Attention, beaucoup d'éléments dans le texte qui dévoilent certains points du film.
Un film banal. L'histoire d'une famille allemande (lui, elle et la ribambelle d'enfants) heureuse dans les années 40. Une partie de piquenique au bord d'un lac enchanteur. Une maison confortable avec un splendide jardin avec de beaux massifs de fleurs et même une piscine. C'est suffisamment rare à cette époque de guerre et de bombardements partout dans le monde, pour que ça mérite d'être mentionné et (peut-être) qu'on en fasse un film.
Un film dérangeant car on comprend vite qu'il s'agit de la famille Höss. Lui, Rudolf Höss est le commandant du camp d'Auschwitz. Il habite avec toute sa famille dans une maison mitoyenne avec le camp. On ne voit pas l'intérieur du camp, on ne voit que le mur hérissé de barbelés. Mais on entend le ronflement des fours qui fonctionnent presqu'en continu, quelques coups de feu lointains, des cris, des sifflements de locomotive. Mais ces bruits, il n'y a plus que le spectateur qui les entend car ils font partie du décor. C'est les bruits de l'usine où papa travaille. Le petit inconvénient des avantages et de la belle vie heureuse.
Un film glaçant
Lors d'une balade sympa à cheval à proximité du camp dont on entend le sempiternel ronflement des fours et quelques coups de feu sporadiques, Höss s'écrie :
Tu as entendu ? C'est un héron !
Alors que le spectateur, lui, n'entend que les cris et le ronflement des fours.
Comme ces magnifiques vêtements, ces somptueux manteaux de fourrure (avec un tube de rouge à lèvres, oublié) qui "viennent du Canada" et dont les femmes parlent entre elles.
Alors que le spectateur sait pertinemment que le Canada est une zone de stockage d'Auschwitz. Alors que le spectateur comprend que c'est une "blague récurrente" et devine que les femmes qui parlent, savent.
Glaçant aussi par le professionnalisme de Höss qui tourne à l'obsession le jour d'une réception officielle dans une grande salle quand il examine les quantités de produit pour gazer rapidement toute la salle.

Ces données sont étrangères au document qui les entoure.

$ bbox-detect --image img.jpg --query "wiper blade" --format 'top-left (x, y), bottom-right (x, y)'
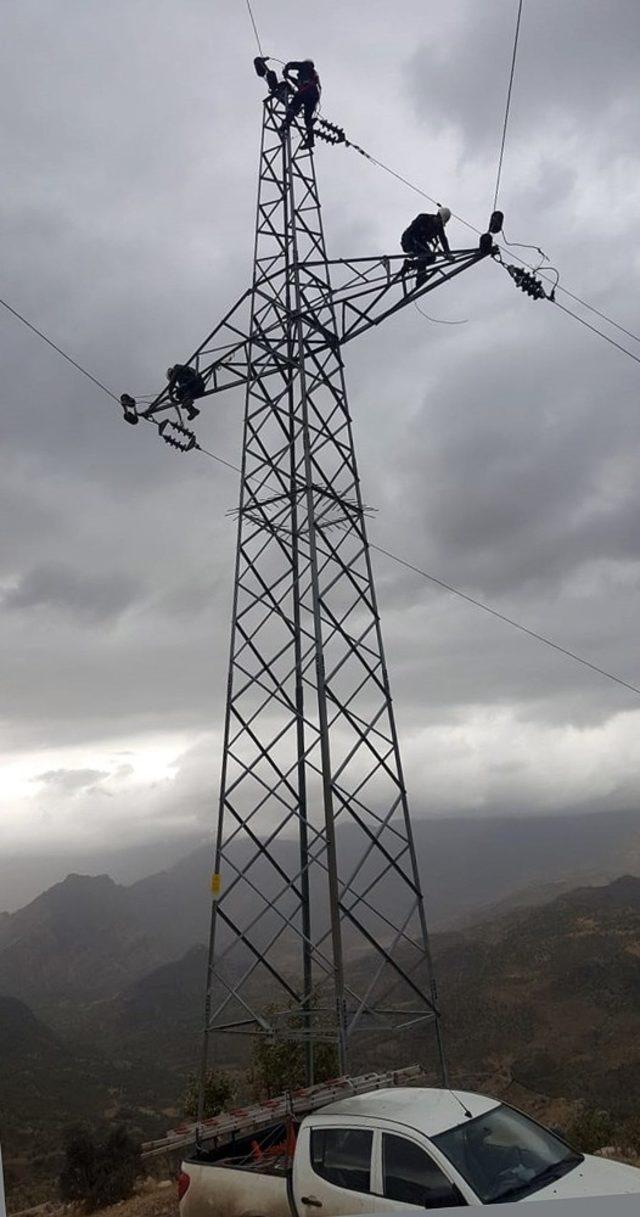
top-left (535, 1154), bottom-right (584, 1183)
top-left (488, 1156), bottom-right (583, 1203)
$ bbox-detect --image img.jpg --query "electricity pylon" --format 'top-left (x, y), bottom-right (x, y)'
top-left (127, 75), bottom-right (494, 1100)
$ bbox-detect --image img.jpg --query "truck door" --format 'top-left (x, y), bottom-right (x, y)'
top-left (374, 1132), bottom-right (470, 1209)
top-left (293, 1125), bottom-right (376, 1217)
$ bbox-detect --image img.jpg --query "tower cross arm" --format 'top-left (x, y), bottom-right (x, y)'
top-left (127, 242), bottom-right (493, 434)
top-left (304, 242), bottom-right (495, 349)
top-left (137, 283), bottom-right (289, 423)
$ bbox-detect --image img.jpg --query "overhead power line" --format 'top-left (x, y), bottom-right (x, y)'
top-left (0, 296), bottom-right (120, 403)
top-left (493, 0), bottom-right (525, 212)
top-left (552, 298), bottom-right (640, 367)
top-left (185, 445), bottom-right (640, 704)
top-left (555, 285), bottom-right (640, 348)
top-left (195, 442), bottom-right (245, 473)
top-left (370, 544), bottom-right (640, 701)
top-left (244, 0), bottom-right (264, 57)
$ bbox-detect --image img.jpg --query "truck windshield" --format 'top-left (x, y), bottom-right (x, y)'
top-left (432, 1104), bottom-right (583, 1203)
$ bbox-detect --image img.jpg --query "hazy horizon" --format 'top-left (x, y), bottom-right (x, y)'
top-left (2, 801), bottom-right (639, 914)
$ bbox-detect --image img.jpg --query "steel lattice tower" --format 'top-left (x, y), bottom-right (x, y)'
top-left (130, 74), bottom-right (494, 1102)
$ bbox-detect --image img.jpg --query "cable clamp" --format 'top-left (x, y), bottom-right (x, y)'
top-left (120, 393), bottom-right (139, 425)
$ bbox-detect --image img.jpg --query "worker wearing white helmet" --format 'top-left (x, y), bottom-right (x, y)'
top-left (401, 205), bottom-right (454, 288)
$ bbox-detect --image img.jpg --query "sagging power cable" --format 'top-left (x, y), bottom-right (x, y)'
top-left (0, 296), bottom-right (120, 403)
top-left (243, 0), bottom-right (264, 58)
top-left (190, 444), bottom-right (640, 705)
top-left (493, 0), bottom-right (525, 213)
top-left (371, 544), bottom-right (640, 701)
top-left (553, 298), bottom-right (640, 368)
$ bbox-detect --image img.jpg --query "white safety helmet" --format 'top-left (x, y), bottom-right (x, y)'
top-left (438, 206), bottom-right (451, 225)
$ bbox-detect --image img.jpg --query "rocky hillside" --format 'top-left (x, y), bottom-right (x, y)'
top-left (434, 875), bottom-right (640, 1112)
top-left (0, 874), bottom-right (169, 1013)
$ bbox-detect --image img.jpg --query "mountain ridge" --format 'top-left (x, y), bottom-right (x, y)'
top-left (2, 806), bottom-right (640, 1019)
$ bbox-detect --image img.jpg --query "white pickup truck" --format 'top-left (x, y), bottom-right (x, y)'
top-left (177, 1086), bottom-right (640, 1213)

Un film intelligent qui examine la Shoah sous une autre facette en se demandant comment était-il possible de vivre à proximité immédiate d'un grand camp d'extermination. D'autant qu'au-delà du bruit et des cris, il devait y avoir les fumées qui se rabattaient ainsi que les odeurs. Une autre façon de revenir sur ces "nous ne savions pas " ou encore "nous pensions que tous ces gens étaient simplement déplacés et réinstallés vers l'Est". Grâce à l'objectif nazi de Lebensraum.
Parmi les différentes approches proposées par Jonathan Glazer : la violence qui existe déjà chez les deux garçons de Höss qui se battent entre eux alors qu'ils sont en principe heureux. Mais, surtout l'attitude de la belle-mère de Höss qui évolue entre son arrivée émerveillée chez sa fille et son départ précipité, une fois qu'elle a eu compris et réalisé.
Un film terrifiant dans la banalisation de l'horreur.
Höss qui tue à longueur de journée mais qui endort sa fille en lui racontant "Hansel et Gretel";
Höss qui examine les projets d'amélioration de la productivité des fours avec des mots soigneusement choisis et politiquement corrects.
La précarité des domestiques (prisonnières du camp) dont use la maîtresse de maison pour se faire obéir, comme on ne le ferait pas d'un chien …
Et puis, tandis que Höss dans une descente d'escalier (vers quel enfer ?) est pris de nausées en s'assurant que personne ne voie son instant de faiblesse, le film bascule dans le présent. Le camp est devenu un lieu de mémoire qu'il semble si difficile de rendre propre mais qui signe l'échec (définitif ?) de la politique nazie.
Film terrifiant par sa partie sonore qui accompagne ces deux plans noirs qui introduisent et terminent le film. Comme ce dahlia rouge sang, nourri avec les cendres qui se transforme en un plan rouge à mi-chemin. Eprouvant. Il m'a fallu plusieurs minutes à la fin pour redescendre sur terre …
En bref, c'est un film puissant.
Il fallait que je voie ce film et, maintenant que je l'ai vu, je sais déjà qu'il me faudra le revoir.